Audit firm concentration is the subject of significant discussion in the United Kingdom. Currently, the Big Four dominate the FTSE 350 by market share. Regulatory attempts to increase competition and decrease concentration, such as mandatory firm rotation, may not achieve those desired results. In part, because changing audit firms often comes with costs and the choice of firms may be limited.
Just one company in the FTSE 100 has a non-Big 4 audit firm. Endeavour Mining [EDV] retains BDO as their statutory auditor. The Big 4 have between 22 and 27 clients. PricewaterhouseCoopers and KPMG led with 27 clients each.
The Big 4 also dominate the FTSE 250. Nearly 90% of FTSE 250 companies retain a Big 4 audit firm.
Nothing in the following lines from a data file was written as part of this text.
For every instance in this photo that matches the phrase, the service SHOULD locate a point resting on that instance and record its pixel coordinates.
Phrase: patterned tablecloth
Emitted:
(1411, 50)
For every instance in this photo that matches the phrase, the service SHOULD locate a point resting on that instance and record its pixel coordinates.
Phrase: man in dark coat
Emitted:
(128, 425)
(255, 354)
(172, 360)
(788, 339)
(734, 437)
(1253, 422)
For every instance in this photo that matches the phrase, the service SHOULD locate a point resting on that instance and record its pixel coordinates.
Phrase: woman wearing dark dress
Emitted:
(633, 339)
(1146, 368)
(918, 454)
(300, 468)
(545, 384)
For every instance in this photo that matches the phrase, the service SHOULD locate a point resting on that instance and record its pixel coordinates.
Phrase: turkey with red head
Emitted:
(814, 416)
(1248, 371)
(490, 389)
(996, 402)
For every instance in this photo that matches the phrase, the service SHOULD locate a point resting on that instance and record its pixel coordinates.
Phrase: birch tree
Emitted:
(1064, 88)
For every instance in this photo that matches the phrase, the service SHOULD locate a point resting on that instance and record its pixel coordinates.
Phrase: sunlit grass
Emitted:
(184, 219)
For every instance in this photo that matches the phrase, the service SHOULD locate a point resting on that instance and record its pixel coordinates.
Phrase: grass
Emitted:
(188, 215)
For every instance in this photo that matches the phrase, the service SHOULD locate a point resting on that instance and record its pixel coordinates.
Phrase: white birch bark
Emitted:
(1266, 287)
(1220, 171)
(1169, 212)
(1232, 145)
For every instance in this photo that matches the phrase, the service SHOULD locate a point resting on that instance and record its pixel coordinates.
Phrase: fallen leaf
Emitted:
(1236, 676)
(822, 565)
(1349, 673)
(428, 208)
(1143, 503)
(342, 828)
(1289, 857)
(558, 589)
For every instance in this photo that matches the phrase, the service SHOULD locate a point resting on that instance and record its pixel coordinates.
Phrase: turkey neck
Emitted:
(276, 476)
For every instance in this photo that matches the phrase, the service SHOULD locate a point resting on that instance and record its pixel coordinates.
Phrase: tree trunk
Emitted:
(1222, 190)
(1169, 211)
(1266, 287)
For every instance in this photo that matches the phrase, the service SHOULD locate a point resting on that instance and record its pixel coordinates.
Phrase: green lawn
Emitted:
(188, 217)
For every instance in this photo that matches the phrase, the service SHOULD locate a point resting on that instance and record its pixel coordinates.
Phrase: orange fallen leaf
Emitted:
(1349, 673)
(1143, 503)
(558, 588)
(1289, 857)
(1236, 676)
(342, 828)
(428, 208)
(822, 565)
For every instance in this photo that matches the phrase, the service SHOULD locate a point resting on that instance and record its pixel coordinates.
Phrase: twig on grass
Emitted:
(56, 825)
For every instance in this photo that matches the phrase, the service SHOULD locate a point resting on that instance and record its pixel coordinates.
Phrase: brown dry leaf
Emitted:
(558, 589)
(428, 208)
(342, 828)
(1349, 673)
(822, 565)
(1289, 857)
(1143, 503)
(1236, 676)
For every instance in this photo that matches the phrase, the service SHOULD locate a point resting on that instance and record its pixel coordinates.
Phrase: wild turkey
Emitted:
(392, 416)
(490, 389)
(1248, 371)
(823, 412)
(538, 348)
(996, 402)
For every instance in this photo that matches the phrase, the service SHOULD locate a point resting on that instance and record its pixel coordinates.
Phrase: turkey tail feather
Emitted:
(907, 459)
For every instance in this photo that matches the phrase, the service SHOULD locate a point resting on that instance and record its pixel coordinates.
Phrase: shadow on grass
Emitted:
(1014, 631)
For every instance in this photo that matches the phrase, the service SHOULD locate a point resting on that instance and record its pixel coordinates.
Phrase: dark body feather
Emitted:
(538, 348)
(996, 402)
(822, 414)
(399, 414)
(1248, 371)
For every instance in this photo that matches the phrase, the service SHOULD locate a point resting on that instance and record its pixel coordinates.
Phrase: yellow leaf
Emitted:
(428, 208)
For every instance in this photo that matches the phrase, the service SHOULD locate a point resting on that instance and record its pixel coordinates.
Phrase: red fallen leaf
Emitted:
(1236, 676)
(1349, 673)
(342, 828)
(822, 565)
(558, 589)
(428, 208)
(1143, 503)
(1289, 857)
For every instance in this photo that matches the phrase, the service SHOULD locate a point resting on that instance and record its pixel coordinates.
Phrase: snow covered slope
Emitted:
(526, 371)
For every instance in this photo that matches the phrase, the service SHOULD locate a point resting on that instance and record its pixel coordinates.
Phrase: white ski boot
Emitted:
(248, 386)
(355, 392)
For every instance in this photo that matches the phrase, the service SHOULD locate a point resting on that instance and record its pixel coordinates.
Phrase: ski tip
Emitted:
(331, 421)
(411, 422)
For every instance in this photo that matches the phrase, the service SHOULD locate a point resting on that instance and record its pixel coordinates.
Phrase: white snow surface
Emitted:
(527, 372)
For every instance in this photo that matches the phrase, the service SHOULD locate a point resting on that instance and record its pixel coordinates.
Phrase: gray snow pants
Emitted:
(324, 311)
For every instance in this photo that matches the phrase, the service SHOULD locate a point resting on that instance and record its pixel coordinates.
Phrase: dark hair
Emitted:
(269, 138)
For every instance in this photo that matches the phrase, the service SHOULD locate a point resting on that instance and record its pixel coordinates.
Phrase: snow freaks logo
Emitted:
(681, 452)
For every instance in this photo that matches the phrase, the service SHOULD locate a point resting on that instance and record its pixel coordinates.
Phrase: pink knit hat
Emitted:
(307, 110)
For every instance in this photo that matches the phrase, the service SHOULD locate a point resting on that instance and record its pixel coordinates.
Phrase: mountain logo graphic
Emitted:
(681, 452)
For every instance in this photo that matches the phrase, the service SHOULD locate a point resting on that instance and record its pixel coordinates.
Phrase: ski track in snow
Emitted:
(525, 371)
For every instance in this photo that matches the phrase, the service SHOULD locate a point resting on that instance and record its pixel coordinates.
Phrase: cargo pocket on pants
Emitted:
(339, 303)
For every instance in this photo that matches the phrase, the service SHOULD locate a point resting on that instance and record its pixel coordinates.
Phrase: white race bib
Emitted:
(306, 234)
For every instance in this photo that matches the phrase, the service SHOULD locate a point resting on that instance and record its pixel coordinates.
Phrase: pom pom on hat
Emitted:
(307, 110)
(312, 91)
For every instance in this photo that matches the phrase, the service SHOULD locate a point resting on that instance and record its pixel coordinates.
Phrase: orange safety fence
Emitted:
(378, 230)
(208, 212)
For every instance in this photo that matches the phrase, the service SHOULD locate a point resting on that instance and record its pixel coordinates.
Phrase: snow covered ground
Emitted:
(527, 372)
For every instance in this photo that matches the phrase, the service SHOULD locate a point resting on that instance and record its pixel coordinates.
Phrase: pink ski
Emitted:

Mandatory audit firm rotation was meant to promote competition. But 2021 auditor changes show mandatory rotation may just cause companies to switch from one Big 4 firm to another Big 4 firm.
FTSE 100 audit firm changes between 2020 and 2021 were all from one Big 4 firm to another Big 4 firm. Twelve FTSE 250 audit firm changes were from one Big 4 firm to another Big 4 firm, one was from a non-Big 4 firm to a Big 4 firm, two were from Big 4 firms to non-Big 4 firms, and one was from a non-Big 4 firm to another non-Big 4 firm.
The U.K. government recently proposed plans to overhaul the corporate reporting and audit environment.
“To curtail the unhealthy dominance of the ‘Big Four’ audit firms, FTSE 350 companies will be required to conduct part of their audit with a challenger firm. [T]he new regulator, ARGA, will also be given the power to make big audit firms keep their audit and non-audit functions operationally separate and to enforce a market cap if the state of the market doesn’t improve.”Audit regime overhaul to help restore trust in big business, May 2022
Additionally, the U.K.’s Financial and Reporting Council (FRC) set a deadline of June 2024 for the Big Four firms to separate their audit practices from the rest of their operations. Recently, EY made headlines when they announced the firm was discussing a possible global spinoff of its audit practice.
Costs of Market Representation
Changing audit firms can result in higher costs for a company. Companies that change their audit firm often see larger increases in audit fees compared to companies that retain the same audit firm. New audit firms are often required to perform more work to understand their clients’ operations, controls, and systems.
FTSE 250 companies with a new auditor saw a 33% increase in audit fees year-over-year. In comparison, FTSE 250 companies with the same auditor saw a smaller 19% increase. For companies subject to mandatory audit firm rotations, this cost increase may be unavoidable.
Creating a more competitive market is laudable. But it is important to consider the costs passed on to companies when an auditor change occurs.